Don’t you think that during a world “emergency” of such proportions we should investigate ANY claim with as much unbiased rigorous research as possible. For instance we need to look into ivermectin. Do Canadian doctors even attempt this drug in severely ill patients? Why not? Is it based on “one” biased anti drug piece again? We need to remember that these 2 drugs are extremely cheap and easily manufactured. If a rigorous study actually showed that they work (and international studies actually do show this, but I guess Brazil and Egypt and Kenya are below us and we shouldn’t trust their work), then big pharma would quickly lose out on major profitability from this pandemic.

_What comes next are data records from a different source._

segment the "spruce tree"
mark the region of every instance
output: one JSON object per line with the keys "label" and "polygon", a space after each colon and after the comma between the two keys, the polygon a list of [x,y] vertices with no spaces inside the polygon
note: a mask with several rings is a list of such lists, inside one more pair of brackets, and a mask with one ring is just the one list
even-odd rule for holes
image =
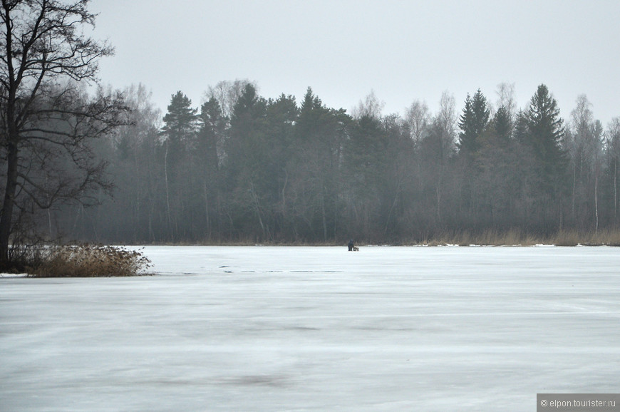
{"label": "spruce tree", "polygon": [[558,177],[566,167],[561,143],[564,134],[557,102],[541,84],[532,97],[526,113],[527,141],[548,181]]}
{"label": "spruce tree", "polygon": [[458,122],[461,132],[458,135],[458,146],[463,153],[475,153],[480,148],[479,138],[485,131],[490,115],[487,98],[480,89],[476,91],[473,98],[467,94],[463,112]]}

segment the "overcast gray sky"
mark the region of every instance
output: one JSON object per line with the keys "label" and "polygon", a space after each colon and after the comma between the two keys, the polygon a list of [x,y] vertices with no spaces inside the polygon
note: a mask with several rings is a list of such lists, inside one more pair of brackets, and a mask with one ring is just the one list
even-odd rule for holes
{"label": "overcast gray sky", "polygon": [[374,91],[383,114],[441,93],[460,110],[480,88],[515,83],[520,107],[545,83],[568,118],[578,95],[606,126],[620,116],[620,0],[93,0],[95,36],[116,54],[105,83],[143,83],[162,113],[182,91],[255,81],[266,98],[308,86],[351,111]]}

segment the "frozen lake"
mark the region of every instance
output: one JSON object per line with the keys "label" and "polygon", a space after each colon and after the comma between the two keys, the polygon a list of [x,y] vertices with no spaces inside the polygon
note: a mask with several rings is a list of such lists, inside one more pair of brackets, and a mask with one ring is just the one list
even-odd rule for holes
{"label": "frozen lake", "polygon": [[620,391],[620,249],[147,247],[0,279],[1,411],[534,411]]}

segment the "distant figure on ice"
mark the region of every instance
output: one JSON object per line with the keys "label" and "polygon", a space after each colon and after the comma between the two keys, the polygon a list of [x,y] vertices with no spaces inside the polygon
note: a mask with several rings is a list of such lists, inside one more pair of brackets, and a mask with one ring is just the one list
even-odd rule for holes
{"label": "distant figure on ice", "polygon": [[353,239],[348,241],[348,251],[351,252],[351,250],[353,252],[359,250],[359,247],[356,247],[355,244],[353,244]]}

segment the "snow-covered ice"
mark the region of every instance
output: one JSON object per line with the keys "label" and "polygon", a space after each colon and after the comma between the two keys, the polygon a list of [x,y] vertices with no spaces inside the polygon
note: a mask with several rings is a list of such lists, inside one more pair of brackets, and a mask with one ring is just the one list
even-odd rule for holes
{"label": "snow-covered ice", "polygon": [[1,411],[533,411],[620,391],[620,249],[147,247],[0,279]]}

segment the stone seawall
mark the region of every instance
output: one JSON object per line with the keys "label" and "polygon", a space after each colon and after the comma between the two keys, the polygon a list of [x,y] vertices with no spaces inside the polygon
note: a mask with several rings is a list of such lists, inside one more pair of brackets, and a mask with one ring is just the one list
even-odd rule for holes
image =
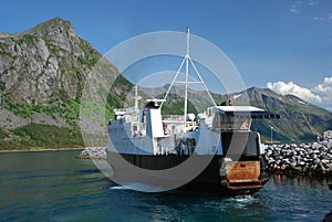
{"label": "stone seawall", "polygon": [[332,175],[331,144],[266,145],[267,169],[278,173]]}
{"label": "stone seawall", "polygon": [[106,159],[106,147],[85,147],[76,158]]}

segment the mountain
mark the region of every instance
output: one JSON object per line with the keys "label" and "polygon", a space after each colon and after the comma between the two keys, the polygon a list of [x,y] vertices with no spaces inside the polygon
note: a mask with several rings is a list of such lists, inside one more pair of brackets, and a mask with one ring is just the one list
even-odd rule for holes
{"label": "mountain", "polygon": [[[280,119],[257,121],[258,131],[287,141],[317,140],[323,131],[332,128],[332,113],[312,105],[293,95],[279,95],[268,88],[251,87],[246,92],[250,104],[272,113],[280,114]],[[238,97],[240,99],[241,97]]]}
{"label": "mountain", "polygon": [[[139,88],[139,94],[163,97],[168,86]],[[131,105],[133,91],[133,84],[77,36],[69,21],[55,18],[20,33],[0,33],[0,149],[84,146],[82,128],[96,145],[105,139],[101,134],[112,110]],[[226,95],[211,96],[217,104],[227,101]],[[278,140],[313,140],[332,128],[330,112],[295,96],[262,88],[231,96],[236,105],[250,103],[281,115],[253,125],[266,139],[270,126]],[[169,97],[174,102],[167,102],[164,112],[180,114],[183,88],[173,88]],[[189,112],[212,105],[203,92],[190,89],[188,98]]]}
{"label": "mountain", "polygon": [[[87,80],[98,84],[93,80],[102,74],[92,70],[101,61],[108,75],[121,76],[61,18],[21,33],[0,33],[0,147],[83,146],[80,99]],[[118,88],[131,86],[121,77],[116,83],[110,110],[123,105],[125,91]],[[98,128],[95,120],[85,121],[91,131]]]}

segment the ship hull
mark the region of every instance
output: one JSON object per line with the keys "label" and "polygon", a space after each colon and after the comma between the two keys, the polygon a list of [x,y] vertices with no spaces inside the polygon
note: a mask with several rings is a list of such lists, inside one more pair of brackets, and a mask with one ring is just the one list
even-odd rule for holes
{"label": "ship hull", "polygon": [[[118,162],[118,154],[112,152],[107,150],[107,161],[114,169],[114,173],[124,175],[125,171],[131,169],[124,169],[123,163]],[[189,157],[191,161],[197,162],[199,166],[204,161],[208,161],[205,169],[200,170],[200,172],[188,182],[177,187],[176,189],[190,189],[190,190],[199,190],[206,192],[218,192],[221,194],[232,195],[232,194],[252,194],[260,190],[264,182],[267,182],[266,178],[261,177],[261,169],[253,169],[255,171],[259,171],[258,176],[255,177],[255,180],[242,180],[243,176],[250,175],[248,170],[245,169],[243,165],[249,165],[249,161],[240,160],[240,165],[235,165],[232,171],[229,171],[227,175],[221,176],[220,171],[226,166],[222,165],[224,158],[221,156],[189,156],[189,155],[163,155],[163,156],[148,156],[148,155],[132,155],[132,154],[121,154],[121,157],[126,160],[132,167],[136,167],[139,169],[147,170],[164,170],[170,169],[180,163],[185,162]],[[251,165],[261,166],[260,160],[251,160]],[[236,169],[236,166],[240,169]],[[220,170],[221,169],[221,170]],[[226,170],[226,169],[225,169]],[[240,170],[240,176],[238,176],[239,180],[231,181],[228,176],[235,173],[237,170]],[[246,170],[249,172],[246,172]],[[252,175],[252,173],[251,173]],[[257,173],[256,173],[257,175]],[[237,176],[235,176],[237,177]],[[126,178],[128,182],[131,178]],[[135,180],[135,178],[133,178]]]}

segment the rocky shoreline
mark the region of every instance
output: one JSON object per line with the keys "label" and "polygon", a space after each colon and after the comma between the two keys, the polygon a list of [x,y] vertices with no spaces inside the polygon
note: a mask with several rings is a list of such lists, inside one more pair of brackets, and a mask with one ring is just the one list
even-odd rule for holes
{"label": "rocky shoreline", "polygon": [[106,159],[106,147],[85,147],[79,156],[79,159]]}
{"label": "rocky shoreline", "polygon": [[331,144],[266,145],[267,169],[274,173],[331,176]]}

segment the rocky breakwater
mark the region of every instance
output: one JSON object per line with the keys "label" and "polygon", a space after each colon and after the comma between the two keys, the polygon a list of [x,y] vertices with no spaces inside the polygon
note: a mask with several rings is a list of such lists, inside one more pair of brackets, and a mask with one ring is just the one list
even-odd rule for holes
{"label": "rocky breakwater", "polygon": [[332,175],[332,146],[312,144],[264,147],[267,168],[279,173]]}
{"label": "rocky breakwater", "polygon": [[85,147],[80,155],[79,159],[106,159],[106,147]]}

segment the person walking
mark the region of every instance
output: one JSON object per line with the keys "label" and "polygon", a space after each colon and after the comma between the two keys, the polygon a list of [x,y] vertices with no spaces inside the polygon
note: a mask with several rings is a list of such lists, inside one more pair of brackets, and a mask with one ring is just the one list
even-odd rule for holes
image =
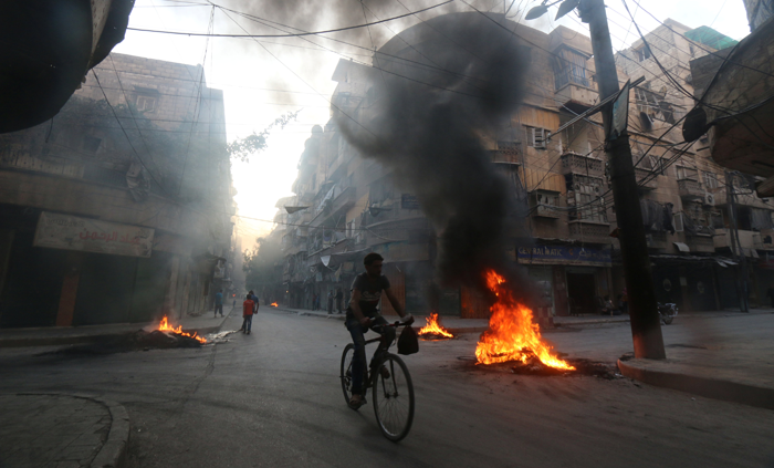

Point is, let’s not allow political sparring stand in the way of trialing every possible medication available. I guarantee that if Biden came out and said Ivermectin or hydroxy work, the outcome in our approach to the use of this drug would be different than it was. But since bad orange man said it, then we obviously have to call it “crazy”. No doctor can tell me these drugs have no effect on outcomes, unless they have actually tried this on their patients.